# Phal Tzu Chiang Balm



## Lanmark (Oct 23, 2010)

Phalaenopsis Tzu Chiang Balm from Orchids Limited (orchidweb.com). I received it when it was already in early spike and managed to get the buds and flowers to develop from there. The flowers are about 1.75 inches in diameter (~ 4.4 cm) and give off a delightfully strong, sweet, lemony scent during the first half of the day. This plant is said to be a compact grower with a tendency to throw multiple branching spikes carrying many flowers each. So far, so good... :clap: This seems to be a very robust clone. I don't know whether or not this plant is a clone of the cultivar known as 'C#1' (aka 'Chen#1'), but whatever it is, I really like it a lot!!! 

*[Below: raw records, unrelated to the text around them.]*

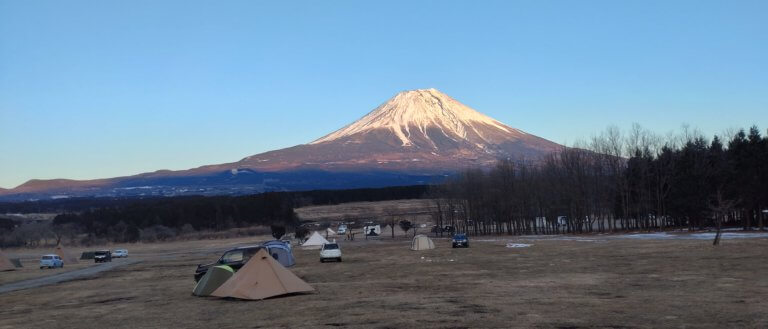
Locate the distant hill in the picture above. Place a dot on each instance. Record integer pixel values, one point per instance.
(416, 137)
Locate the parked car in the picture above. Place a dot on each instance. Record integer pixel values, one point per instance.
(102, 256)
(330, 251)
(120, 253)
(51, 261)
(460, 240)
(234, 258)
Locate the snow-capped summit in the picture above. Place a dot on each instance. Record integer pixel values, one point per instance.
(421, 130)
(410, 114)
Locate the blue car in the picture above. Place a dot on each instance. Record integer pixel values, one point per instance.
(460, 240)
(51, 261)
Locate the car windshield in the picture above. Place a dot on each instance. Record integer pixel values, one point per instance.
(240, 255)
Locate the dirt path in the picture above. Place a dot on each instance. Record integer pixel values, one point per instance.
(66, 276)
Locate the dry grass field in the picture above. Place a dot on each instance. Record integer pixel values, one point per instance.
(607, 283)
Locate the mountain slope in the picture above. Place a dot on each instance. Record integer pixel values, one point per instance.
(416, 131)
(415, 137)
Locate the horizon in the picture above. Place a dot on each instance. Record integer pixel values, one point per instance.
(94, 90)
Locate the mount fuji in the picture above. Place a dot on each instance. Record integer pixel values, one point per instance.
(416, 137)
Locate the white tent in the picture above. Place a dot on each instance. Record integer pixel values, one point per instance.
(372, 230)
(398, 231)
(422, 242)
(315, 241)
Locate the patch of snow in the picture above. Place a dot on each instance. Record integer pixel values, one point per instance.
(420, 108)
(518, 245)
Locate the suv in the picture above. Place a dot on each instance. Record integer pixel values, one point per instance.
(120, 253)
(102, 256)
(330, 251)
(460, 240)
(234, 258)
(51, 261)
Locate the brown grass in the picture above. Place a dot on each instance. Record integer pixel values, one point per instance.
(382, 284)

I only wish I had thought to take photos before misting instead of thereafter, but I'm feeling too lazy to do it over again. :rollhappy:


----------



## SlipperFan (Oct 23, 2010)

I suspect it's not laziness, Mark.

This is very sweet -- I see why you like it. And fragrant, besides!!!


----------



## Clark (Oct 24, 2010)

Very pretty!

Please tell me later how long the flowers last. Thanks.


----------



## Hera (Oct 24, 2010)

Very nice, it will be interesting to see if the color changes over time.


----------



## biothanasis (Oct 24, 2010)

Nice colour and denty lip!!!!!!


----------



## Lanmark (Jan 2, 2012)

Seems I've lost my talent for making good photographs. Oh well...at least you get an idea of what it looked like this afternoon. This one has a nice, sweet lemony scent starting an hour or two before dawn lasting until early to mid afternoon. Sometimes there's a bit of spice (cinnamon) added into the mix. These flowers last a long time -- several weeks! The flowers do fade a little bit over time but the process is slow and they look nice right to the very end. This is without a doubt my favorite Phal.


----------



## Shiva (Jan 2, 2012)

Very lovely!


----------



## SlipperFan (Jan 2, 2012)

That's nice, Mark. Even as the color fades, it's pretty.


----------



## Ruth (Jan 2, 2012)

Very nice and very nice pictures


----------



## W. Beetus (Jan 2, 2012)

Stunning blooms! Thanks for sharing.


----------



## cnycharles (Jan 2, 2012)

very interesting!


----------